Avec la guerre menée à l’Iran, D. Trump offre une autre raison pour accélérer notre autonomisation par rapport aux énergies fossiles et, incidemment, montre une seconde fois que les environnementalistes ont été des précurseurs. Pourquoi la Chine moins riche que nous est-elle en avance dans différentes technologies, dont les voitures automobiles, permettant de sortir de l’énergie fossile ? Il y a lieu de penser que la considération environnementale se double chez eux – qui, comme nous, sont importateurs de cette énergie – d’une volonté d’autonomie et, peut-être, de leadership dans des activités d’avenir.

Avec notre dépendance au fossile, nous nous exposons à un emballement des prix, avec les dégâts sociaux, économiques et budgétaires qui en résultent, et c’est encore plus d’argent qui quitte l’Europe pour financer le reste du monde, dont des pays qui ne nous veulent pas du bien.
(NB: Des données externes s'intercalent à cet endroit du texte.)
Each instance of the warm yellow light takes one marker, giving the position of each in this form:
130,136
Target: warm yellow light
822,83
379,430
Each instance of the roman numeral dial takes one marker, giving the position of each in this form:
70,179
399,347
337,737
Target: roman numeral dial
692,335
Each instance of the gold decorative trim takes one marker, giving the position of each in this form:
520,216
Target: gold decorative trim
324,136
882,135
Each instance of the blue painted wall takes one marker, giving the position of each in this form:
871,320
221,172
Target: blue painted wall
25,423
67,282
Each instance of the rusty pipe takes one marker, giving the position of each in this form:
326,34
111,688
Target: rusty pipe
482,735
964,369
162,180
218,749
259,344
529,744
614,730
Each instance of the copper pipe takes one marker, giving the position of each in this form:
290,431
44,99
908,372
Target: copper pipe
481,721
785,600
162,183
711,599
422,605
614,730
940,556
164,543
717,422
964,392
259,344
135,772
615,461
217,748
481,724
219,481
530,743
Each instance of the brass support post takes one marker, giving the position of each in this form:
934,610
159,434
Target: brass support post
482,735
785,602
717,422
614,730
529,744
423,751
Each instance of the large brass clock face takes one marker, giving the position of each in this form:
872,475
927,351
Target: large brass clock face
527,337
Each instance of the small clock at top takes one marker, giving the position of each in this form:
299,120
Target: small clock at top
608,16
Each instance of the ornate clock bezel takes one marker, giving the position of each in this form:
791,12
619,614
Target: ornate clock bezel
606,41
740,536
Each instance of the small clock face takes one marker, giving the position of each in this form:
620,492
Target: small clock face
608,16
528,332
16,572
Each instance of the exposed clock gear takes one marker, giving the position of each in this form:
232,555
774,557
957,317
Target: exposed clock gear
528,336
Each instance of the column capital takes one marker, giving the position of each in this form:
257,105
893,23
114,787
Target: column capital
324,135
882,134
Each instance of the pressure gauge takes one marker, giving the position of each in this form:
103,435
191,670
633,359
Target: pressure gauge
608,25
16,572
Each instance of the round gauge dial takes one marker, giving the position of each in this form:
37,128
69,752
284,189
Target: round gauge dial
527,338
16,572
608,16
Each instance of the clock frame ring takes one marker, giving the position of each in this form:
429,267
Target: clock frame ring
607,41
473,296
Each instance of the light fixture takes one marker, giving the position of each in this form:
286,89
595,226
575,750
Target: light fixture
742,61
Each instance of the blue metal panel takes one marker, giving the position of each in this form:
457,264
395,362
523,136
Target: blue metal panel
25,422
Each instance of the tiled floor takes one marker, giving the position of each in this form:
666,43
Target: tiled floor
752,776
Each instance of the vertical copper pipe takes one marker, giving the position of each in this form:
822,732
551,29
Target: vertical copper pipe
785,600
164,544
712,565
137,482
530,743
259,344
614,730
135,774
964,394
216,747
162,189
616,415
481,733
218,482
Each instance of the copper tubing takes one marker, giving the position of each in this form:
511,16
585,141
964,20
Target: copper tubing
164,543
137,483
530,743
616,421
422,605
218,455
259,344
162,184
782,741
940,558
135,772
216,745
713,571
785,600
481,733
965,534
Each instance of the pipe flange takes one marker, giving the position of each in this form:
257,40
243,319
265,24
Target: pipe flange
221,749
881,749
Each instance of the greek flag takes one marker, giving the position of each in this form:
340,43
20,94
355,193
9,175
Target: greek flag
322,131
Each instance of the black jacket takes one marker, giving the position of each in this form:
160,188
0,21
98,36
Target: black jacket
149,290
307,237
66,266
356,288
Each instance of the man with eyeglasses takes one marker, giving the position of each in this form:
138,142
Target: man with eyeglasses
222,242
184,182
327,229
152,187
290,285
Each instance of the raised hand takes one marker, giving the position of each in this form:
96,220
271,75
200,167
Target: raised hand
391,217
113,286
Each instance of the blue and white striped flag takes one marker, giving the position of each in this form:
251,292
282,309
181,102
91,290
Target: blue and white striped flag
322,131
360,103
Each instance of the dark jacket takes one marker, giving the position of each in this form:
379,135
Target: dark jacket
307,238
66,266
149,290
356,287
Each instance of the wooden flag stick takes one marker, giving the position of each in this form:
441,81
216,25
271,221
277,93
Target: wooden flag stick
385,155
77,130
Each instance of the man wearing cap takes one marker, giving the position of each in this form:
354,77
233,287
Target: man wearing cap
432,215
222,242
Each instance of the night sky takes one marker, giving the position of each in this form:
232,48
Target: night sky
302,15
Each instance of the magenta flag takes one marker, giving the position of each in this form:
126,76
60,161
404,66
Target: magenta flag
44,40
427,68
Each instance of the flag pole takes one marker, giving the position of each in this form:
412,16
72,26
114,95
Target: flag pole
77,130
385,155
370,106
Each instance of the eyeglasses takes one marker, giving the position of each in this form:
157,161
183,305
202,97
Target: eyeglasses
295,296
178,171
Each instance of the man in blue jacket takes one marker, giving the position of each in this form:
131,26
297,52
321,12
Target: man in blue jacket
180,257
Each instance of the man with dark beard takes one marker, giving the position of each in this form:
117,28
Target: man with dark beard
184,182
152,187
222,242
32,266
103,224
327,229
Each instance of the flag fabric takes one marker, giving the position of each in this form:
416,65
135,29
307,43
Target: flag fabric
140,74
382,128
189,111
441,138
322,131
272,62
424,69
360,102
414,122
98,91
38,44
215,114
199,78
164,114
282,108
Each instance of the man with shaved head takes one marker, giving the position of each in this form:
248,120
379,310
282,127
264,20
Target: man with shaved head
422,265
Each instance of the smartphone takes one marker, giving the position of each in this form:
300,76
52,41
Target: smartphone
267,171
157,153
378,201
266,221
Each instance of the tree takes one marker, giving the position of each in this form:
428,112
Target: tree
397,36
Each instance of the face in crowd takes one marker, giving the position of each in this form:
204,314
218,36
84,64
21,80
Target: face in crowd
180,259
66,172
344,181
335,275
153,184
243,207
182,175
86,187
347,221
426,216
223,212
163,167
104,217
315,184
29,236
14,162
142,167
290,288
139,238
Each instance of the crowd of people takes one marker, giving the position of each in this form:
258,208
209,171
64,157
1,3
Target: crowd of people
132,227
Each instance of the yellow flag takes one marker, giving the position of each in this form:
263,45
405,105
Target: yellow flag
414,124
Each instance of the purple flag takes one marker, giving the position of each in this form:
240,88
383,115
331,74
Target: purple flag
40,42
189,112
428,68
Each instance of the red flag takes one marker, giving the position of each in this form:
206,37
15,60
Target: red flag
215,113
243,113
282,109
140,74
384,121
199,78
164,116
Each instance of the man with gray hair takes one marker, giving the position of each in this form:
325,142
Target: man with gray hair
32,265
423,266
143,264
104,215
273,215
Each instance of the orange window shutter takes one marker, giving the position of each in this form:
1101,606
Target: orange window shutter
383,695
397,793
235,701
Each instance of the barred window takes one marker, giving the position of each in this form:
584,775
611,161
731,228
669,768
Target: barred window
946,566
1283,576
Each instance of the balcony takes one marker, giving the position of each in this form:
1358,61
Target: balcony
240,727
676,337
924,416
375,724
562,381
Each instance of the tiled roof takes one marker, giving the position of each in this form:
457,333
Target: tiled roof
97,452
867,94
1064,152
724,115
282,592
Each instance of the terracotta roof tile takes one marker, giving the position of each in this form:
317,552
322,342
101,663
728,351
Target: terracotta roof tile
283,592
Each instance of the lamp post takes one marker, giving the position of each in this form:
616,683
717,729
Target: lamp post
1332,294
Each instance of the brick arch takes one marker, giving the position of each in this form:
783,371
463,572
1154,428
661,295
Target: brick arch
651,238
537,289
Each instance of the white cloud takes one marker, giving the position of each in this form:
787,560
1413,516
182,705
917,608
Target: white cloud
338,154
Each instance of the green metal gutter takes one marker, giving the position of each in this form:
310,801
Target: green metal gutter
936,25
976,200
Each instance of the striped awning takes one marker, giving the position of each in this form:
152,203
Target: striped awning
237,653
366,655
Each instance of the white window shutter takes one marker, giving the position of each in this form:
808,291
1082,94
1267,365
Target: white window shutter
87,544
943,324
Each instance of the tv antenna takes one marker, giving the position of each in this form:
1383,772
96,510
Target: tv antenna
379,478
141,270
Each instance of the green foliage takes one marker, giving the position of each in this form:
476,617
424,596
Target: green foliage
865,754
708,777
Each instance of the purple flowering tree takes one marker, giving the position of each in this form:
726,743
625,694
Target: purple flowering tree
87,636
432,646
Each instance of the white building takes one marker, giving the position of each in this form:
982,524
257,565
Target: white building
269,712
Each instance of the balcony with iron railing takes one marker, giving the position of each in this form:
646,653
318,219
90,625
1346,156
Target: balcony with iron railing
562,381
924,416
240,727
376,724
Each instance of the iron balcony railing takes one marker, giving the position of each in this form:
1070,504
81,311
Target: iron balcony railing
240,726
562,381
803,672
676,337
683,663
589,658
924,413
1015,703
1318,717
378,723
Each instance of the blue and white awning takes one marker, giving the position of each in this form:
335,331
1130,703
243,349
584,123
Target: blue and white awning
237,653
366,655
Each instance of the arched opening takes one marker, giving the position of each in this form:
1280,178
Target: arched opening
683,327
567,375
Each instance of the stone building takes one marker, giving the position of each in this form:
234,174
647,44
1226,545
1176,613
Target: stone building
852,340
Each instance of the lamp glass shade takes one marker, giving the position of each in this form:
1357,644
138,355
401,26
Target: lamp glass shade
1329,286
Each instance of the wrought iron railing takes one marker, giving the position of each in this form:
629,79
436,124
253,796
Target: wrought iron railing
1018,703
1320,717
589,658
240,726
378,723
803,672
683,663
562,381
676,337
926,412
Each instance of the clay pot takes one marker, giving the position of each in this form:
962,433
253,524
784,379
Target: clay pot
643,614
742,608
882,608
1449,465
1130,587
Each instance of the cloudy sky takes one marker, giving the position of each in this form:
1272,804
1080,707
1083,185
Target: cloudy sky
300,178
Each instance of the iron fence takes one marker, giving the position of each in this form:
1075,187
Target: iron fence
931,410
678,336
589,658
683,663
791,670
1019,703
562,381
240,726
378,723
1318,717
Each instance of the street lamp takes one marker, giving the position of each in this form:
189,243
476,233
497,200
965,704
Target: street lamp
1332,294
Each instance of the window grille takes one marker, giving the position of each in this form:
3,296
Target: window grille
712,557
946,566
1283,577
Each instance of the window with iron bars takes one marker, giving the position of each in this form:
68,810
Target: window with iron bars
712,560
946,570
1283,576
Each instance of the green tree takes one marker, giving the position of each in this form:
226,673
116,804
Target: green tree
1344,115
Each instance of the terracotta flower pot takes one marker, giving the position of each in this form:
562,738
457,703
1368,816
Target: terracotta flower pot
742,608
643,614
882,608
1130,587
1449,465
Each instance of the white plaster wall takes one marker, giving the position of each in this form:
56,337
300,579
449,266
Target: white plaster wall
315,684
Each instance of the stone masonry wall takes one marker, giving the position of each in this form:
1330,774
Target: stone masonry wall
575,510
Hier, la préoccupation environnementale relevait déjà non seulement de l’éthique mais aussi de l’intérêt économique. Aujourd’hui, robustesse et sécurité rendent cet intérêt encore plus patent. En jetant de l’huile ( ! ) sur le feu, « le pétroleur » de la Maison Blanche apporte de l’eau au moulin de la sortie de l’énergie fossile !


[1] Olivier Blanchard, Pascal Lamy, Enrico Letta et Beatrice Weder di Mauro, Projet 2050 : manifeste pour une Europe qui se réveille, Le Grand Continent, 16 mars 2026.